Expect this terracotta-toned mix to hold beautifully for roughly 5–8 days as a whole, with its character shifting gracefully as it ages. The hydrangea and the roses are the first to soften — hydrangea typically draws down within 4–7 days, and the roses tend to follow at around 5–7 — so these set the early rhythm of the arrangement. The marigold, calla lily, and especially the eucalyptus carry it well past that, with the eucalyptus staying structural and fragrant for two to three weeks even as the blooms fade. To get the most from it, the single most useful habit is a fresh diagonal cut and a full water change every two days, which is what we recommend to anyone who orders this piece from Amicis.

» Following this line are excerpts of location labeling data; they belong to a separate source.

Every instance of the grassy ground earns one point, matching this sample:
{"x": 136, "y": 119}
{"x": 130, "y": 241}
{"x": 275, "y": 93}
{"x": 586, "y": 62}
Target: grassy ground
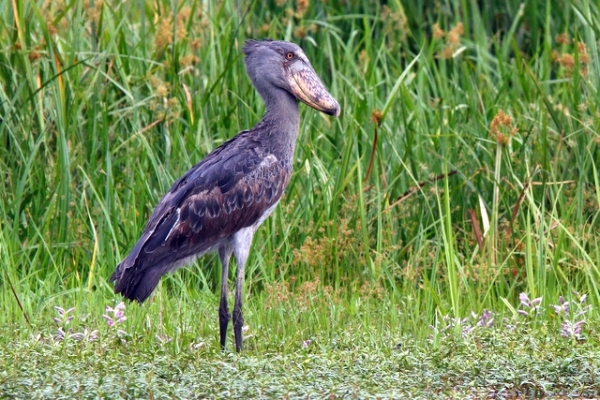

The story behind these flowers

A closer look at the blooms gathered into this arrangement.

Calla Lily

Origin

Southern Africa

Cultivated since

Reached Europe in the 1600s

Fragrance

Virtually scentless

Symbolises

Grace, purity & devotion

Native to southern Africa, the calla's signature is not a petal at all but a single furled spathe wrapped around a slender golden spadix. That clean, sculptural curve is why it reads as architecture rather than bloom – one stem lends an Amicis arrangement quiet, modern poise.

Eucalyptus

Origin

Australia

Described

By European botanists in the late 1700s

Fragrance

Fresh, cool and herbaceous

Symbolises

Calm, clarity & protection

Native to Australia, where it makes up the majority of the continent's tree cover, eucalyptus carries a cool, mentholic scent in its silvered leaves. As foliage it brings movement and soft structure to an arrangement, its blue-grey tones letting blooms read clearly against a quieter ground.

Gerbera

Origin

South Africa

Described

By science in 1889

Fragrance

Barely scented, lightly fresh

Symbolises

Cheerfulness, warmth & innocence

The gerbera daisy brings open, sunlit colour and a graphic simplicity to a bouquet. Native to South Africa and loved worldwide, its clean single bloom adds brightness and a friendly, contemporary note to Amicis designs.

Hydrangea

Origin

Japan & the Americas

Cultivated since

Reached European gardens in the 1700s

Fragrance

Very light, fresh and green

Symbolises

Heartfelt emotion & gratitude

Named from the Greek for 'water vessel', the hydrangea carries full, cloud-like heads that shift colour with the soil — from blush and cream to deep blue. Its generous volume gives Amicis bouquets their soft, romantic fullness.

Marigold

Origin

Mexico and Guatemala

Cultivated since

Over 3,000 years in Mexico

Fragrance

Pungent, herbal and green

Symbolises

Remembrance, warmth & devotion

Bred by the Aztecs for size and depth of colour, the marigold has lit ceremony and remembrance across Mexico for millennia before Spanish ships carried it to Europe in the sixteenth century. In an arrangement its dense, ruffled heads read as pure pigment – saffron, amber and burnt orange holding their own beside softer blooms.

Rose

Origin

Asia — China, Persia & the Mediterranean

Cultivated since

Over 5,000 years

Fragrance

Warm and sweet, of honey & tea

Symbolises

Love, gratitude & admiration

The most storied flower in the world, grown and gifted for five millennia. Its layered petals and soft scent have made it the universal language of affection — and the quiet anchor of almost every Amicis arrangement.